I think there's two bugs here:

  1. Hooks.php -> onPageMoveComplete, line 95 should check if page is being moved out of a namespace PageTriage patrols. If so, run $pageTriage->deleteFromPageTriage()
  2. cron job at cron/updatePageTriageQueue.php should delete from all namespaces after 30 days but doesn't. The bug is on line 77, where the $secondaryNamespaces variable is declared. Despite a comment stating otherwise, it contains an incomplete list of namespaces.

I think I'll refactor updatePageTriageQueue.php, then we can squash the two bugs with small patches.

Change 865581 had a related patch set uploaded (by Novem Linguae; author: Novem Linguae):

[mediawiki/extensions/PageTriage@master] [WIP] Refactor updatePageTriageQueue.php

https://gerrit.wikimedia.org/r/865581

Change 868635 had a related patch set uploaded (by Novem Linguae; author: Novem Linguae):

[mediawiki/extensions/PageTriage@master] Extract cron job class into its own file

https://gerrit.wikimedia.org/r/868635

Change 868635 merged by jenkins-bot:

[mediawiki/extensions/PageTriage@master] Extract cron job class into its own file

https://gerrit.wikimedia.org/r/868635

Change 865581 abandoned by Novem Linguae:

[mediawiki/extensions/PageTriage@master] [WIP] Refactor updatePageTriageQueue.php

Reason:

I ended up splitting this into smaller patches

https://gerrit.wikimedia.org/r/865581

Samwalton9-WMF set the point value for this task to 2.

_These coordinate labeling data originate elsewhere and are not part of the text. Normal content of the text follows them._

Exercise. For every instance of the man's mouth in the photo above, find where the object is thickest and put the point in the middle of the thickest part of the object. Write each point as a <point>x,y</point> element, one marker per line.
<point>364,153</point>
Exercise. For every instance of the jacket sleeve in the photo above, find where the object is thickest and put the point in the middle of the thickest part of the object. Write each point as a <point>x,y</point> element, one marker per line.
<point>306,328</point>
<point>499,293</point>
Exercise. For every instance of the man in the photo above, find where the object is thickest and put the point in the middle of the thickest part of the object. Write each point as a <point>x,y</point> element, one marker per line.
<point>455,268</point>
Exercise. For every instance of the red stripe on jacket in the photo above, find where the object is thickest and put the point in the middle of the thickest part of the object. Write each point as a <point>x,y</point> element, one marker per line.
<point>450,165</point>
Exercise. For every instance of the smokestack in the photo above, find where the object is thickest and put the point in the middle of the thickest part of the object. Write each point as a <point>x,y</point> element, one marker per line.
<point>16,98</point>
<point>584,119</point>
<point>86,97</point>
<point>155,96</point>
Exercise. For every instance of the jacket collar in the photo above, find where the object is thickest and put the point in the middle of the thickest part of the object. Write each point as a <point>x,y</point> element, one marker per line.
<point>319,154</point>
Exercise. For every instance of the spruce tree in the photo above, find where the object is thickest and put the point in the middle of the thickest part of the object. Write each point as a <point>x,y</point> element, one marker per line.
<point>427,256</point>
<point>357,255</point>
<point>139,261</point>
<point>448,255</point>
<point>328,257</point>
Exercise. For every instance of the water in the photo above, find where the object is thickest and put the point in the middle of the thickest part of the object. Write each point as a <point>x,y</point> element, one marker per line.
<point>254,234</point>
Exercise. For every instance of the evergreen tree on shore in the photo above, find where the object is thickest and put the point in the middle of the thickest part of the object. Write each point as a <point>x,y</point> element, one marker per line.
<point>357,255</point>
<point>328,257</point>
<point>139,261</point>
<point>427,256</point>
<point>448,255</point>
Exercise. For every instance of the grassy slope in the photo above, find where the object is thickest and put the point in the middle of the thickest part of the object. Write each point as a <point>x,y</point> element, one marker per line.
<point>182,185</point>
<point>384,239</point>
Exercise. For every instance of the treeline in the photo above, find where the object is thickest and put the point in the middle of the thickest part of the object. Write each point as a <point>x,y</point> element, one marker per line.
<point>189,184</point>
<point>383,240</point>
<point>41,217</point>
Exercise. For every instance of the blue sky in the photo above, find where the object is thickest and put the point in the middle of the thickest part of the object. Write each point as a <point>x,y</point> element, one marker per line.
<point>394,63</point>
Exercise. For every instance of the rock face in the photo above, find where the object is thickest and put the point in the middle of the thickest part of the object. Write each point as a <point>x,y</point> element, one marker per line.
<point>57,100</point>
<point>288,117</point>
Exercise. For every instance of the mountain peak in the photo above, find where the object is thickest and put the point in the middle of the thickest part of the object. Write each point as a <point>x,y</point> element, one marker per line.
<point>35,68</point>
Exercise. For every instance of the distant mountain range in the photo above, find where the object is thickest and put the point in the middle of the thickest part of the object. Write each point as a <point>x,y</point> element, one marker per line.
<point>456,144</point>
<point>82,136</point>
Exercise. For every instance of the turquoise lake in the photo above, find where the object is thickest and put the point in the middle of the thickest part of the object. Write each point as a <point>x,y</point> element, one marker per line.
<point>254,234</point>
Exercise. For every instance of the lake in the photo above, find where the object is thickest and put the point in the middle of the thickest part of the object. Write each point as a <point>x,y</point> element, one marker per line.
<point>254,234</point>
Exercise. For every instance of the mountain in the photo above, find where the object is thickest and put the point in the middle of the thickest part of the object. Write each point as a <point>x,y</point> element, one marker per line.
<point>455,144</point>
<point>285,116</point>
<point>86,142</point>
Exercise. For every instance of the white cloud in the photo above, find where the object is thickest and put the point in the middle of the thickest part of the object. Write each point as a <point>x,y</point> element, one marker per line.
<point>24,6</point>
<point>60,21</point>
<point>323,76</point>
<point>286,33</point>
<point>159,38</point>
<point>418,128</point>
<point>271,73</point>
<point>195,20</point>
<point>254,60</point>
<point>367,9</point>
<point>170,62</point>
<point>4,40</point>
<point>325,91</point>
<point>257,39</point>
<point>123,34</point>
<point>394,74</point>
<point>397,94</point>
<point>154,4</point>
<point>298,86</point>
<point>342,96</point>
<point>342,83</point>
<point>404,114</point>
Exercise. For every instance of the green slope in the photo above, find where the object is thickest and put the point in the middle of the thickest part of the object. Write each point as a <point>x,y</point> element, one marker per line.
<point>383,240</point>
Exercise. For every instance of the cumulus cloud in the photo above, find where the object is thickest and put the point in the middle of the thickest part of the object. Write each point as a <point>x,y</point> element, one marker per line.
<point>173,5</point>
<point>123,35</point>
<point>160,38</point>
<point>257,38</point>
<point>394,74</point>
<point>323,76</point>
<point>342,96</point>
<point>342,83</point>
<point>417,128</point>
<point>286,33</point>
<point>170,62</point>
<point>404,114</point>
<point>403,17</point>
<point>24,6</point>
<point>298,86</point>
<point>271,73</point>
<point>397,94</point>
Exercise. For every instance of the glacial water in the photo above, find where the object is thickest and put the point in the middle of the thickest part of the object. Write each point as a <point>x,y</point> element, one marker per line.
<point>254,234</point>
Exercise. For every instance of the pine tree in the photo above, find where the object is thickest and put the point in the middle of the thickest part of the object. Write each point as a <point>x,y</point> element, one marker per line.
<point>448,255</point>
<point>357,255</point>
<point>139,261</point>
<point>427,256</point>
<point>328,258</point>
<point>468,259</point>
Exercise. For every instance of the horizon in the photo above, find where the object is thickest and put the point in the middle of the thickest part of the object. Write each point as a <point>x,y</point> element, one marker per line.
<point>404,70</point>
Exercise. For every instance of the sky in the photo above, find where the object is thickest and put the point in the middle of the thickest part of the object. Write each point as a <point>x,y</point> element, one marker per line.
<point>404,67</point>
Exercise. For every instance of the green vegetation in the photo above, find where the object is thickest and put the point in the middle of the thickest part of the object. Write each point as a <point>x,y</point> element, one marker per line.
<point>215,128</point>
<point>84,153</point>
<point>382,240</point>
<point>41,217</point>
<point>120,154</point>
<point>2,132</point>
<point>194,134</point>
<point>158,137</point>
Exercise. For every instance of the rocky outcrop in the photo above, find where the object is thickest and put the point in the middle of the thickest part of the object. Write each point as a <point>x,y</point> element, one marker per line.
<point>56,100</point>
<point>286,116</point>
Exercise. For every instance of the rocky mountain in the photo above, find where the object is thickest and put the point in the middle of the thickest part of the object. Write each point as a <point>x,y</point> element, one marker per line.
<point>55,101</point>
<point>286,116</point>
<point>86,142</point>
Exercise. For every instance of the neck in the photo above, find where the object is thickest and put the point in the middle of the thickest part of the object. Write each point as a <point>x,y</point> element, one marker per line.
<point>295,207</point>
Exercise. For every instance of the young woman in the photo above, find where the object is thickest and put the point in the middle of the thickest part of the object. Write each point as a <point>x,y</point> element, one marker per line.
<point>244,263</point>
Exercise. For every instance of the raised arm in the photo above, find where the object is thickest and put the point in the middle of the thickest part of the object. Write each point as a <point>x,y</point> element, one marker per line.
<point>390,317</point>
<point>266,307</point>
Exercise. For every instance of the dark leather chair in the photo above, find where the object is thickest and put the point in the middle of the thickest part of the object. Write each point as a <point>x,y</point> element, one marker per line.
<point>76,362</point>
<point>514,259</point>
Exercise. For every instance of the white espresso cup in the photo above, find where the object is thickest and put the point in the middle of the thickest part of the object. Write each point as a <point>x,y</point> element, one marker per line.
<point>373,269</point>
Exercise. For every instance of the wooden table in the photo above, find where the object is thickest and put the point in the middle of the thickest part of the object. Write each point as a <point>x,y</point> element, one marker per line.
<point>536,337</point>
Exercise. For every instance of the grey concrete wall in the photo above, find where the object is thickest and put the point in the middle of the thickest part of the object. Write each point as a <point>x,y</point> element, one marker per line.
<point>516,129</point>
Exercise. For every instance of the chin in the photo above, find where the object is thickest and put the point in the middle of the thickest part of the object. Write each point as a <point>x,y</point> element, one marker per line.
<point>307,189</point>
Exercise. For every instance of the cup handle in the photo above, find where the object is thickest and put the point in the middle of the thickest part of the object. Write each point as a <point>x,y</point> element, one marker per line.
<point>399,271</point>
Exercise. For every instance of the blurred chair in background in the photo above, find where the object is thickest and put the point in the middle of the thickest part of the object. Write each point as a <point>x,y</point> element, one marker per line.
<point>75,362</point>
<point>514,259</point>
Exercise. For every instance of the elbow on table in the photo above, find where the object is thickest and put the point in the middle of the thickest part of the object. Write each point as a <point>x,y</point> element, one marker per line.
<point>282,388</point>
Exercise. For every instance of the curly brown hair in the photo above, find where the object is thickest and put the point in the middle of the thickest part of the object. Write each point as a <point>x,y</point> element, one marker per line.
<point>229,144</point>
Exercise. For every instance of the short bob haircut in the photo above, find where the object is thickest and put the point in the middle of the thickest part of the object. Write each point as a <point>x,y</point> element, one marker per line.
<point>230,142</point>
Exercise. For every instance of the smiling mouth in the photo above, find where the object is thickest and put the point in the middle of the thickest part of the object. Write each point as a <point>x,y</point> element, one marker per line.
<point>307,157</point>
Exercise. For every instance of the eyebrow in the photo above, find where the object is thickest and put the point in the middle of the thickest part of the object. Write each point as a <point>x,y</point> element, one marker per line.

Note that there appears to be a maintenance script that cleans these up: maintenance/cleanupPageTriage.php. But I still think it'd be best to fix the root causes. See above for the 2 bugs I suspect are causing this.

Novem_Linguae updated the task description. (Show Details)
Novem_Linguae updated the task description. (Show Details)

Hi @Novem_Linguae , has this bug been fixed ?

Nope. Not yet. I've updated the task to be more accurate about what needs to be fixed.